SK Hynix shares tumbled more than 15% on South Korea’s Kospi on Monday, marking the worst single-day loss for the AI memory chipmaker’s local stock. The crash came just days after the company raised $26.5 billion in the largest U.S. listing by a foreign company, pricing American Depositary Receipts (ADRs) at $149 each. The ADRs opened at $170 on Friday, July 10, and closed nearly 13% higher, but when Seoul markets reopened, investors rushed to lock in profits.
The selloff hit the broader Kospi index hard, which dropped 9% — triggering a 20-minute trading halt. Samsung Electronics fell nearly 11%, while SK Square declined 15% and Samsung Electro-Mechanics tumbled 17%. The Kospi has now fallen 26% from its year-to-date high, slipping below key support levels.
Analysts described the move as a classic “buy the rumor, sell the news” pattern. Daniel Yoo of Yuanta Securities noted that the ADR offering added more supply, and the market is still seeking a fair valuation between the U.S.-listed ADRs and the Korean shares. He expects a recovery over the next 6–12 months.
Global chip stocks also felt the pressure. U.S. premarket trading saw Micron Technology drop 5.4%, Western Digital and SanDisk both decline around 7%, and AMD and Intel slip close to 3%. European chipmakers ASML, ASMI, and Besi fell 1–2%.

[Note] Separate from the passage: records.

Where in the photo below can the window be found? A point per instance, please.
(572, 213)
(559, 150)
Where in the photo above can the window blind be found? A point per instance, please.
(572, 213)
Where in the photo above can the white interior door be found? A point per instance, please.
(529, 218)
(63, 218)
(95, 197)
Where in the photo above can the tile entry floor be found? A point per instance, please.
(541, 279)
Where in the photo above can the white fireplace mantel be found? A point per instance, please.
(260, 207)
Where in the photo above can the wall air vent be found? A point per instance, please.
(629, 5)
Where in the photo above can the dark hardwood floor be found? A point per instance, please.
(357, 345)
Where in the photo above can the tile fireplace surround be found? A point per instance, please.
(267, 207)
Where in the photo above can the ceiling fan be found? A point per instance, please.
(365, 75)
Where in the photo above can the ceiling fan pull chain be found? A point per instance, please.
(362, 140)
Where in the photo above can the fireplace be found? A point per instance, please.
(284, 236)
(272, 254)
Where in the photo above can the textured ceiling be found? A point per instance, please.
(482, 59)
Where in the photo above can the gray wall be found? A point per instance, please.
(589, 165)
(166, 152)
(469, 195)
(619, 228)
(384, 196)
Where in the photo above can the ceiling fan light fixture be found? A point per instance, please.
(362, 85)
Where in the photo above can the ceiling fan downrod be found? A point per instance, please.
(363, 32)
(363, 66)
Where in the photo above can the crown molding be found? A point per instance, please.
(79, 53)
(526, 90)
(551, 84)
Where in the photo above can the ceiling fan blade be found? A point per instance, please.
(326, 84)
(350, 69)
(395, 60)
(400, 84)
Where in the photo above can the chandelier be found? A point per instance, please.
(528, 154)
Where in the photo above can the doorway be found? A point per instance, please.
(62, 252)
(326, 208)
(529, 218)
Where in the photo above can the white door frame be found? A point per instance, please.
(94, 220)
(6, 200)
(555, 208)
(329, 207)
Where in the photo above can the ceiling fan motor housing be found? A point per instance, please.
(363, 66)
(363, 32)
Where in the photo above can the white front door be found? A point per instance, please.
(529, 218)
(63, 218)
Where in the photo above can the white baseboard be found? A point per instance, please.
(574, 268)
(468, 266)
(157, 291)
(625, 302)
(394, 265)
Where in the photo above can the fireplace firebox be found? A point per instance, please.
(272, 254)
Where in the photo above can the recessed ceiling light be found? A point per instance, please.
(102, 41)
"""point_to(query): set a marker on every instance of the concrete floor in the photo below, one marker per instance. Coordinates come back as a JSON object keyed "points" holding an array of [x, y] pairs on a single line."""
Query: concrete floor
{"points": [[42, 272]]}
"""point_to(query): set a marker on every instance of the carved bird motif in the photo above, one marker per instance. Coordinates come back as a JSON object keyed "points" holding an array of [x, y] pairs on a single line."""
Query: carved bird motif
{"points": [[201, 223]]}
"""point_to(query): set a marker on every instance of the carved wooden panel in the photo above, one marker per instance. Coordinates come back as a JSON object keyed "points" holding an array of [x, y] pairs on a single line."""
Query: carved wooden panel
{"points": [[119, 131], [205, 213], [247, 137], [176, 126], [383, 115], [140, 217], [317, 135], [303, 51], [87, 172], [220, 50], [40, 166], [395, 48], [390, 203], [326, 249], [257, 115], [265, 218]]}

Geopolitical tensions added to the turmoil. Iran closed the Strait of Hormuz over the weekend, prompting U.S. airstrikes and Iranian counterstrikes on U.S. bases. Brent crude rose to $79 and WTI hit $74.30, raising energy costs for import-reliant South Korea. The South Korean central bank is expected to hike interest rates by 0.25% on Wednesday as inflationary pressures mount.